En mis sueños

Ven por mí…

Desperté de golpe en una cama. Un dolor profundo me taladraba la cabeza y no lograba recordar lo ocurrido. Me sentía mareada y desorientada. Al despabilarme y querer levantarme, todo el cuerpo me pesó. Miré mis manos y estaban llenas de sangre seca. Al salir de entre las sábanas, me di cuenta de que estaba desnuda. Caminé sosteniendo la sábana enredada a mi cuerpo y me miré en el espejo que se hallaba al fondo de aquella habitación. Tenía un moretón negro en la mejilla izquierda, una cortada que aún sangraba en la frente y el labio inferior roto. No se necesitaba pensar mucho para deducir lo que me había ocurrido aquella noche. «¡Dios mío!», musité. Tenía miedo de confirmar mis sospechas, pero debía hacerlo. Abrí la sábana y observé mi cuerpo cubierto de moretones y rasguños.

 

Me dejé caer en el piso, aterrizando con un golpe sordo de mis rodillas, y comencé llorar. En mi mente comenzaron a aparecer imágenes del ataque, pero no tenían lógica, solo eran recuerdos vagos y nada concretos que, además, se entremezclaban con otras memorias. Intenté forzarme a recordar con claridad, pero la cabeza comenzó a darme vueltas y el dolor que tenía se volvió más intenso. Busqué mi ropa. Al observar que el vestido estaba sucio y manchado de sangre dudé en utilizarlo para salir a la calle, pero no tenía más opción. Mi bolso de mano no apareció. Me vestí lo más rápido que pude y salí trastabillando de aquella habitación.

 

   No tenía dinero para tomar un taxi, así que caminé hasta llegar a casa de mi abuela. La gente en la calle me miraba con repulsión por el estado en el que me encontraba, o al menos yo sentía las miradas acusadoras sobre mi rostro.

 

—Fleur, ¿dónde estabas? —preguntó mi abuela cuando escuchó que la puerta se abrió. Sus ojos bailaron en mi rostro y después se dirigieron a mi cuerpo, me observó de pies a cabeza. Casi se desmaya. Estaba en shock—. ¿Hija? ¿Qué te ocurrió? —dijo con un hilo de voz.

 

   No respondí, solo caminé tropezando con todo hasta llegar a la mesa donde se encontraba el teléfono. Con los dedos temblorosos marqué el número de la Embajada de Francia en Japón.

 

—Necesito a hablar con mi padre —musité. 

—Está en una junta.

—¡No me importa! Dígale que responda, ahora —grité histérica. La mujer hizo caso y escuché el tono de espera.

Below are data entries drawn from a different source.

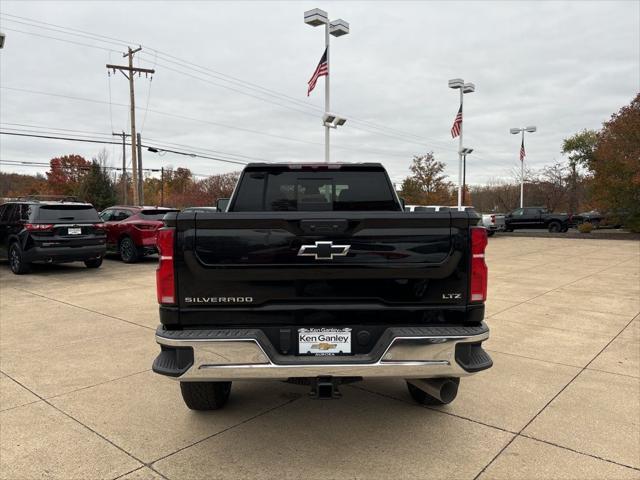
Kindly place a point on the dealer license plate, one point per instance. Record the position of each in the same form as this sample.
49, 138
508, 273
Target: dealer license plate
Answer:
324, 341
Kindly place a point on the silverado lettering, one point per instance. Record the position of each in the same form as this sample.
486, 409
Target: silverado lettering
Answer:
218, 299
345, 284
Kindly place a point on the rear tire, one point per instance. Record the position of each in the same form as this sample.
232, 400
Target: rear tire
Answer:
205, 395
555, 227
16, 260
128, 250
423, 398
93, 263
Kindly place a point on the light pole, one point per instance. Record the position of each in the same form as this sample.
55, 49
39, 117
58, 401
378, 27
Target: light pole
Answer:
515, 131
458, 83
337, 28
465, 152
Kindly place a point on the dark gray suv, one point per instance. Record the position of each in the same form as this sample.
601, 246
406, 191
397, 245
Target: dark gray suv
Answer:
50, 232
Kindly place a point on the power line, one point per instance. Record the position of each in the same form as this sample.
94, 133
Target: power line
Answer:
27, 163
219, 124
40, 129
379, 129
60, 39
107, 142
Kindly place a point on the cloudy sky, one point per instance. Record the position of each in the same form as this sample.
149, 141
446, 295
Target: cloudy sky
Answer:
231, 79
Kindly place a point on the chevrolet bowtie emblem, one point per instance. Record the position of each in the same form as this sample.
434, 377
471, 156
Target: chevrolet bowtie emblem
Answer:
323, 250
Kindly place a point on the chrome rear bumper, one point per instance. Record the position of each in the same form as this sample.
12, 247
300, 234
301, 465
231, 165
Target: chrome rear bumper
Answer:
404, 352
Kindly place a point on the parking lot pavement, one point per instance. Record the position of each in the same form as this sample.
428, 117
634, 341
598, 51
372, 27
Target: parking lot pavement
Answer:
78, 399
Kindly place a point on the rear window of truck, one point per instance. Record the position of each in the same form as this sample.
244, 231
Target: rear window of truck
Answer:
67, 213
154, 214
286, 190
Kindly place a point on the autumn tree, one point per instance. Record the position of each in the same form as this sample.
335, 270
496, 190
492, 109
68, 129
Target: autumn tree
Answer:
580, 150
616, 165
97, 187
551, 185
16, 184
66, 173
427, 185
218, 186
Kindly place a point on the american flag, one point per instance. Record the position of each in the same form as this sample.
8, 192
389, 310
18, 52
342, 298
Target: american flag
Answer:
322, 70
457, 124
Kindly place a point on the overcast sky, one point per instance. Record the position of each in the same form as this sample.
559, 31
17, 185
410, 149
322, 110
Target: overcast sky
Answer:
562, 66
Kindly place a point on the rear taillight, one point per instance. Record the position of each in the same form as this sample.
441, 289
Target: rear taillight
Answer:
146, 226
165, 283
38, 227
479, 270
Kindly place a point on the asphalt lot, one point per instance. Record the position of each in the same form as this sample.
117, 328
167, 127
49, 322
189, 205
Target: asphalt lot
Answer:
78, 399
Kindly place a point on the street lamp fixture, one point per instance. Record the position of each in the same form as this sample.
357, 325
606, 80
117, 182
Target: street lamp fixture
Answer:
337, 28
515, 131
458, 84
333, 121
316, 17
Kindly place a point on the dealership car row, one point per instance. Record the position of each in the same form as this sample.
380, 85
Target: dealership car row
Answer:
57, 231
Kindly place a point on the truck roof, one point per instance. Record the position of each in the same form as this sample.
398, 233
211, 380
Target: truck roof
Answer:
313, 165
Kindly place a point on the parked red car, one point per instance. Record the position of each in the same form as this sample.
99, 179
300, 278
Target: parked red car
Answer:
131, 231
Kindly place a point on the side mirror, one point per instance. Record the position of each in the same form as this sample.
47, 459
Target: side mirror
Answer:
222, 204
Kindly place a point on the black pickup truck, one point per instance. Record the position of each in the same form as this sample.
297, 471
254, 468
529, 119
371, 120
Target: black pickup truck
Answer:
315, 275
536, 217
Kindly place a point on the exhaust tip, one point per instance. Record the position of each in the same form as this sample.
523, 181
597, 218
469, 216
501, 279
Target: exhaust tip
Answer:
448, 391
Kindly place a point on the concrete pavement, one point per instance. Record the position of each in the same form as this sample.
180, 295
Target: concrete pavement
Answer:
78, 399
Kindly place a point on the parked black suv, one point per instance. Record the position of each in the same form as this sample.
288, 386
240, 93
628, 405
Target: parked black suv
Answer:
50, 232
536, 217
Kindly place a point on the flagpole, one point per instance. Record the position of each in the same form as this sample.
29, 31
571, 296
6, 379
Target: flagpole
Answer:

—Estoy en una junta —susurró mi padre.

—¡Ven a por mí! Por favor, papá, te lo suplico. —El tono de mi voz alarmó a mi padre, quien comenzó a respirar de forma pesada por el auricular.

—Fleur, ¿qué sucede? —preguntó angustiado.

—¡Ven a por mí, por favor! —repetí y comencé a llorar.

—¿Hija? Dime qué es lo que ocurre. —La voz de mi padre sonó aún más alarmada.

—Yo… papá, por favor…, ya no quiero estar aquí —susurré.

—Tranquila, estaré ahí lo más pronto posible. Comunícame con tu abuela.

 

 Lo único que quería escuchar era que vendría. Una vez que esas palabras salieron de su boca, dejé caer el auricular al suelo. Caminé hasta sentarme en la mecedora de mi madre, coloqué mis rodillas pegadas a mi pecho y comencé a mecerme. Mi abuela, que se había quedado hablando con mi padre por teléfono, colgó y se acercó a mí.

 

—¿Qué ocurrió? —preguntó e intentó poner su mano en mi cabeza para consolarme, pero mi cuerpo reaccionó de inmediato. Salté hacia atrás con tal terror que la silla se cayó.

—¡No me toques! —grité.

 

El semblante de mi abuela se descompuso aún más. Volvió a intentar acercarse a mí, pero esta vez salí corriendo hacia las escaleras y me encerré en mi habitación.

 

  Me quité el vestido y lo arrojé al suelo. Miré de nuevo mi cuerpo en el espejo y las lágrimas rodaron por mis mejillas. Tomé un pantalón de deporte y una sudadera. Me recosté en la cama y me quedé quieta, esperando desaparecer.